Our work has several potential limitations and extensions. First, we only had access to a subset of the RareDis corpus (832 out of 1041 texts), so our results may not fully reflect ChatGPT’s performance across the entire spectrum of rare diseases. Second, the current work focuses on ChatGPT and does not include GPT-4 or other variants (e.g., LLaMA, Alpaca, etc.), so broadening the current set of experiments to include other LLMs is a natural extension. Third, though manually-created prompts are highly intuitive and interpretable, evidence suggests that small changes can lead to variations in performance [30]. A promising alternative is to automate the prompt engineering process. To this end, Gutiérrez et al. [31] employed a semi-automated approach combining manually-created prompts with an automatic procedure to choose the best prompt combination with cross validation. In addition, fully-automated prompt learning approaches, where the prompt is described directly in the embedding space of the underlying language model, are also interesting extensions of the current work [32, 33]. Last, while the current study did not involve clinical data, prompt-learning strategies proposed herein are transferrable to clinical applications that leverage secure instances of ChatGPT. Specifically, these instances are governed by appropriate legal and business agreements ensuring privacy of protected health information. Given the ease of interacting with ChatGPT through textual prompts, our work has the potential to inform clinical applications on rare disease phenotyping in practice.

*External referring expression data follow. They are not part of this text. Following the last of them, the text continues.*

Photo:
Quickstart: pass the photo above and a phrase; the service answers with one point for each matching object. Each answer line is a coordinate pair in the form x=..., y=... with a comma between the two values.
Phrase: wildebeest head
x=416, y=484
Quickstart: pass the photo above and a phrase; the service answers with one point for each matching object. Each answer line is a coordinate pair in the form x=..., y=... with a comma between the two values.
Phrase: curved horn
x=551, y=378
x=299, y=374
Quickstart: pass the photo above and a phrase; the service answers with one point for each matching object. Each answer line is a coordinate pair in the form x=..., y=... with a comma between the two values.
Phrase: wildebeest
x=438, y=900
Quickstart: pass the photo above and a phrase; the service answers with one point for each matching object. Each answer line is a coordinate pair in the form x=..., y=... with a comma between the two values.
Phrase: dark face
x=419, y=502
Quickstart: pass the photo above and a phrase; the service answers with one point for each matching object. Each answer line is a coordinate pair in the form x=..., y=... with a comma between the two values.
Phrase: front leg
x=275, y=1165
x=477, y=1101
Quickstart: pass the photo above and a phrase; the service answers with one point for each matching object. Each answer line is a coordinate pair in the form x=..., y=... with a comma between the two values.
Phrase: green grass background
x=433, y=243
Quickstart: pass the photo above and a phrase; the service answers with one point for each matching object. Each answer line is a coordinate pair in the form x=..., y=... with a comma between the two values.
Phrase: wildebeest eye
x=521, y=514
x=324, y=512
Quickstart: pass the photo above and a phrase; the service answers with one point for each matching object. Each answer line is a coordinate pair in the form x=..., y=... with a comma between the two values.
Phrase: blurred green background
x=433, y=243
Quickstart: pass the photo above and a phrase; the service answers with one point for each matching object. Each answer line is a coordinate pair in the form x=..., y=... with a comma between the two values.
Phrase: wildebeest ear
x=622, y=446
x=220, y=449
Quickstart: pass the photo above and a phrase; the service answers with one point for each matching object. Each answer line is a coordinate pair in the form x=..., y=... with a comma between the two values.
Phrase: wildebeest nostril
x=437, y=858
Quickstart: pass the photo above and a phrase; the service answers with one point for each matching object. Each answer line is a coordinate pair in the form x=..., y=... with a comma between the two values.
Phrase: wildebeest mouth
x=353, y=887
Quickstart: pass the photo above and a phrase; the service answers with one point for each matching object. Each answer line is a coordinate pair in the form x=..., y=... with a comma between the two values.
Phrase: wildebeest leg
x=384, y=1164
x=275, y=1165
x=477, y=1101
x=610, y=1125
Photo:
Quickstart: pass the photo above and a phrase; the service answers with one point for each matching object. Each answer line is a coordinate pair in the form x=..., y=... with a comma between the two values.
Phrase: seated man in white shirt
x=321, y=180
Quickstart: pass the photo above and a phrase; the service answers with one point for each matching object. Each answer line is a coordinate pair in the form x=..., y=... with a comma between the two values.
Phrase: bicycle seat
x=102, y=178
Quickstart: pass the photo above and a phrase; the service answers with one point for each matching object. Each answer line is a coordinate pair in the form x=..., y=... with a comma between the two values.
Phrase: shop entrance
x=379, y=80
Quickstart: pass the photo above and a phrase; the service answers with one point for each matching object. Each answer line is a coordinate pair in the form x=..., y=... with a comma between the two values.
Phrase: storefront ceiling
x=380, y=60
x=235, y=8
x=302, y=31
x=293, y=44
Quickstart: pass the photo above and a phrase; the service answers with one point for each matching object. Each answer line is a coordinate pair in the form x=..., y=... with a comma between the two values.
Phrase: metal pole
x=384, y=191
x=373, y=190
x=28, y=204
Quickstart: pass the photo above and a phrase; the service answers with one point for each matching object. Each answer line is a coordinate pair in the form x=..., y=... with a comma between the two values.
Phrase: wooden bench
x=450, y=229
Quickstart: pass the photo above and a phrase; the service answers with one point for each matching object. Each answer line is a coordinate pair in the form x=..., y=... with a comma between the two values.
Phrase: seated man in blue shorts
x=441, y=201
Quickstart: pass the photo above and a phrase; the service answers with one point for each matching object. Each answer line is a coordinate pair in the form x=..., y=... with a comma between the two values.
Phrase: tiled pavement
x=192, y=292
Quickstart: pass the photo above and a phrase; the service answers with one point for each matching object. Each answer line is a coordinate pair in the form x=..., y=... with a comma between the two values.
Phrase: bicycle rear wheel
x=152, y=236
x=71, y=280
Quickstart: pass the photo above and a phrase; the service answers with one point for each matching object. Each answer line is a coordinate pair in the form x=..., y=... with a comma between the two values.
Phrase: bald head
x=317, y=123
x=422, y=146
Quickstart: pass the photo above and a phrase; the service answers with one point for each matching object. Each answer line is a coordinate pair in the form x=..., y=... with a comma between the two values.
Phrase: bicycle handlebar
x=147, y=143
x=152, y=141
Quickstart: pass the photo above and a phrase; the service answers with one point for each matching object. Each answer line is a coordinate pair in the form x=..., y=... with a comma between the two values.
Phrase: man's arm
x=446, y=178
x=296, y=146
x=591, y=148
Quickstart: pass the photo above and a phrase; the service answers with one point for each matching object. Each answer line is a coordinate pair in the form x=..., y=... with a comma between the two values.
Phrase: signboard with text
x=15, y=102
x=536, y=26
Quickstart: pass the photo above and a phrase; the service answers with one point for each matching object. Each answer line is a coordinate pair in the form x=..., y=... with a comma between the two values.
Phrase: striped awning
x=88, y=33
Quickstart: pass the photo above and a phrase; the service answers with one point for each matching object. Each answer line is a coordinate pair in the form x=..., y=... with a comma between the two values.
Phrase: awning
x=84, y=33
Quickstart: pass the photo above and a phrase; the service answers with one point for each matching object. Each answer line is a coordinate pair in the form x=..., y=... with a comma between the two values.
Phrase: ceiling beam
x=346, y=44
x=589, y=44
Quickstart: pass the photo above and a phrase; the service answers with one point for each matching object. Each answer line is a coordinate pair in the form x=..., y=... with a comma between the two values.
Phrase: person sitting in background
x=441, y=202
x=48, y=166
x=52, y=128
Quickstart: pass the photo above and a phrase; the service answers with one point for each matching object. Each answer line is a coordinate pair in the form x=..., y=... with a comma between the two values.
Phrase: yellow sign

The advent of LLMs is creating unprecedented opportunities for rare disease phenotyping by automatically identifying and extracting disease-related concepts. While these models provide valuable insight and assistance, researchers and clinicians should critically evaluate model outputs and be well-informed of their limitations when considering them as tools for supporting rare disease diagnosis and treatment.